Assim, por exemplo, em A PRESENÇA DO MESTRE é a figura de Vitalino e
a herança por ele deixada, com seu trabalho no barro, aos artistas do Alto do Moura, em
Caruaru, o denominador comum que nos permite reuni-los. ASSOMBRAÇÕES DO
SÃO FRANCISCO, capítulo relativo aos produtores de carrancas, encontra sua unidade
não apenas no que diz respeito à temática, mas, ainda, no que se relaciona à história comum
dessa produção, com suas sucessivas transformações, e aos atuais produtores como
representantes de uma nova etapa nesse processo. Em EXERCÍCIO DE LIBERDADE,
além do espaço de reclusão – o mais forte denominador comum entre os artesãos que
estão a ele submetidos – destaca-se o modo pelo qual o trabalho se insere no contexto
de uma prisão. Se, por um lado, para a instituição, a atividade produtiva funciona como
mecanismo fundamental para introduzir princípios de ordem e regularidade, por outro
lado, para o detento, a opção pela arte de esculpir tem outro estatuto, assumindo um valor
distinto daquele definido com relação ao trabalho assalariado.

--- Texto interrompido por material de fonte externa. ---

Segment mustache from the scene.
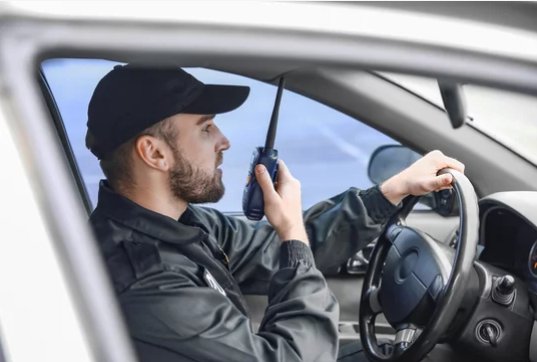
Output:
[216,152,224,167]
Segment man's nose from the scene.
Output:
[216,134,231,152]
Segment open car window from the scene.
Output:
[42,59,406,213]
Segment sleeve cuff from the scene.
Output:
[358,185,402,223]
[280,240,315,268]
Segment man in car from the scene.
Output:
[86,65,464,362]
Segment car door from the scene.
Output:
[42,59,457,342]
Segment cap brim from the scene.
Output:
[182,84,250,114]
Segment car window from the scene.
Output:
[43,59,418,212]
[379,72,537,165]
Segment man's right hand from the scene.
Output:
[255,160,309,245]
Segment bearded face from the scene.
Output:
[169,143,225,204]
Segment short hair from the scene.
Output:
[86,118,177,191]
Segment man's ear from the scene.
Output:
[134,135,170,172]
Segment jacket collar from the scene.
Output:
[94,180,206,244]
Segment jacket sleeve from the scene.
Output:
[120,240,339,362]
[197,186,400,294]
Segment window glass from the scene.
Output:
[43,59,408,212]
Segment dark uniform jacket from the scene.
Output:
[90,181,396,362]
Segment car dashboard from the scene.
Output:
[478,192,537,301]
[448,192,537,362]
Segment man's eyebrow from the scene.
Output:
[196,114,214,126]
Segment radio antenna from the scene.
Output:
[265,77,285,151]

Nas introduções a cada agrupamento, procuramos analisar a problemática
específica e melhor explicitar os aspectos comuns a cada um deles. O subsídio fundamental
para essa análise mais geral foi a própria palavra do artista. A bibliografia consultada – que
se encontra relacionada no final do livro – serviu como instrumento para situar, em um
contexto mais amplo, as questões já suscitadas. O contato com pessoas que, mesmo não
sendo escultores, revelaram algum tipo de vínculo com o que buscávamos analisar, serviu
para complementar informações, fornecer novos dados, indicar outros caminhos.
É importante observar mais uma vez que, no curso da pesquisa, pretendemos
sempre analisar o que significa para o artista o seu trabalho, apreender a ótica daqueles que
são os responsáveis diretos pela produção desses objetos qualificados como arte popular.